Guys guys! So I was trolling for guest posts and the great Arvind Passey agreed. He is a great writer I admire . Please check out his website here --> click
Even a burglar says this. So do
politicians. Scamsters. Smugglers. Thieves. Rapists. And yet these three words
are linked not with them but with an indomitable will. They represent the power
of positive assertiveness. ‘Yes, I can’ is not a mantra to be chanted and yet
they need a person’s mind to believe in the magical message of affirmation that
they carry in their alphabets.
But wait, this isn’t the text for a
motivation workshop because I intend to explore the relationship of these three
words with everything that society always wants to despise, shun, and rebuke. So
here we take a U-turn and go back to where the corrupt, the scum, and the dregs
of society wait.
Spare a moment to enter the mind of
a plagiarist on the social media and listen to him exult as he looks at a
picture or a text and thinks: ‘Yes, I can. I can pick this up and pretend it is
mine and then the world will think I am a winner!’ He is convinced that his act
is not one of wrong-doing but of a gain that his mind perceives. Even a Natwarlal
is completely enshrouded in the belief that what he is about to do is for a
perceived gain and not necessarily aimed at harming or hurting someone. And so he
mutters ‘Yes, I can’ and goes ahead and commits his crime. Or what we think is
a crime.
I am no psychologist but something
tells me that these three words aren’t really bothered about who they are
hobnobbing with. It is in their company that all the good and all the bad
always happen though they themselves never do a thing. A babu favours a company
that offers bribe because he thinks he can. A politician threatens, bribes, or
convinces to make teachers give up their jeans because he thinks he can. A TV
anchor shouts down every voice of sanity because he thinks he can. A manager in
an office fudges sales figures assuming that the loss could be compensated in
the coming month and murmurs ‘Yes, I can’. So these three words and the mind are
the two main characters that come together to enact all sorts of dramas – some
get hailed as positive and constructive and others get labelled as malicious
and damaging.

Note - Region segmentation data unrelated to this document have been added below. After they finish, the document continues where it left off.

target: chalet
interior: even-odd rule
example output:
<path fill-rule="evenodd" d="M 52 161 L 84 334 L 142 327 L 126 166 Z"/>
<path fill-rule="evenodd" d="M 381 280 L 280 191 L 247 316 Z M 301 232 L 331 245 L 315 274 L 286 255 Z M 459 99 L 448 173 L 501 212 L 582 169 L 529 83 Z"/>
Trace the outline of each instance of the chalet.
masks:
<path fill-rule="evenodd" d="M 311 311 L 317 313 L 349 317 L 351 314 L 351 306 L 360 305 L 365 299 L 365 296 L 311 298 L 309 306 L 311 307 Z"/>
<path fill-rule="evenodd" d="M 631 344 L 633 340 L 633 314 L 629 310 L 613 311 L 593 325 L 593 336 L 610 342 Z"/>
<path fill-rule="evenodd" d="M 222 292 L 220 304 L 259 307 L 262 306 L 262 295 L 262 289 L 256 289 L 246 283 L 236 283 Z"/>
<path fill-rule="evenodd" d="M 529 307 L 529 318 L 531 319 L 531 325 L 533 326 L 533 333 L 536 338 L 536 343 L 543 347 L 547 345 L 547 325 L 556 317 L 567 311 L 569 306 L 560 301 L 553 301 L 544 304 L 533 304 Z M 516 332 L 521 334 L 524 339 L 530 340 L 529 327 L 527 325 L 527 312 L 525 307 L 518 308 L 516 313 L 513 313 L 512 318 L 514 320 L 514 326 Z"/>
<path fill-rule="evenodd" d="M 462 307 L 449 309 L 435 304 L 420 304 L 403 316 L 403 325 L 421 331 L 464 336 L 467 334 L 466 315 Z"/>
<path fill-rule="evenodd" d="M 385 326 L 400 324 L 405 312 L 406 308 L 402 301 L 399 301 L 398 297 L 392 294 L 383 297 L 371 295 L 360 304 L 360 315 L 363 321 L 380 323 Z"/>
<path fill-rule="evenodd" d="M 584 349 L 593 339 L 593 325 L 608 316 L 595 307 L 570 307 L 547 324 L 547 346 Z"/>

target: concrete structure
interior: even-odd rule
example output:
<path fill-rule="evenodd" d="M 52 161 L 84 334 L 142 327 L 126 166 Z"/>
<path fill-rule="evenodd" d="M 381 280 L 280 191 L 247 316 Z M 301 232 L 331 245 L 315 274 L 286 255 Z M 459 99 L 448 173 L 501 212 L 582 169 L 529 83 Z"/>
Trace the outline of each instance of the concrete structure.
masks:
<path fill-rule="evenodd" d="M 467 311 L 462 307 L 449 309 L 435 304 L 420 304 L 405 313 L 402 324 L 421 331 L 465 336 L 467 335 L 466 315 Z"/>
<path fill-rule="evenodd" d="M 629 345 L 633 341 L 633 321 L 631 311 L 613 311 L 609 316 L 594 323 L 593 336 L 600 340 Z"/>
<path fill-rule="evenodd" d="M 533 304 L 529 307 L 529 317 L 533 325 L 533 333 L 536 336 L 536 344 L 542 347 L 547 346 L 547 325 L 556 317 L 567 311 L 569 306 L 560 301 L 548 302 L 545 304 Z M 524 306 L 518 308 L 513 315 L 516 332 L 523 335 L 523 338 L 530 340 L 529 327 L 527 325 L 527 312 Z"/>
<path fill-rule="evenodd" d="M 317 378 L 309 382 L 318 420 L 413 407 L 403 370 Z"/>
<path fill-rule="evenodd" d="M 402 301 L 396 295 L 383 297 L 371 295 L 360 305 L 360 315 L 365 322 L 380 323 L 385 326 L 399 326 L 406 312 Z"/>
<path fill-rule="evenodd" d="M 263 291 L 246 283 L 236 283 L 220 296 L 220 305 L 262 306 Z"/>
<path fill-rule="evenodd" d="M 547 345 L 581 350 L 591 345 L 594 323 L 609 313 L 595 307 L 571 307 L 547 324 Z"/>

Mortals are simply a face that these two protagonists
successfully project every time. The face gets to be either the hero or the
villain and must be wondering at the sheer unreasonableness of everything. But
no one listens.
The most complex part in this
relationship between ‘Yes, I can’ and the human mind is the sheer randomness of
outcome. Look at the number of criminals who convert into model citizen and
admit that the miracle happened because they were convinced that they could.
Valmiki did it, didn’t he? On the other side are perfectly fine people who decide
to kill, elope, have extra-marital affairs, or become paedophiles all because
they think they can. So these three words are no guarantee of what to really
expect. The other day I heard a PR executive tell a blogger, ‘I’ll send you the
press release. Please copy the entire text and upload as a post. I need to send
in details by evening. Hope you can do it.’ And the blogger replied, ‘Yes, I
can!’
‘Yes, I can’ is the real stealth
bomber, if you allow me this analogy… and when it gangs up with the mind, you
can expect anything to happen. They could come together and create the most
sublime smooch, hug, and kiss or the deadliest explosion that you can think of.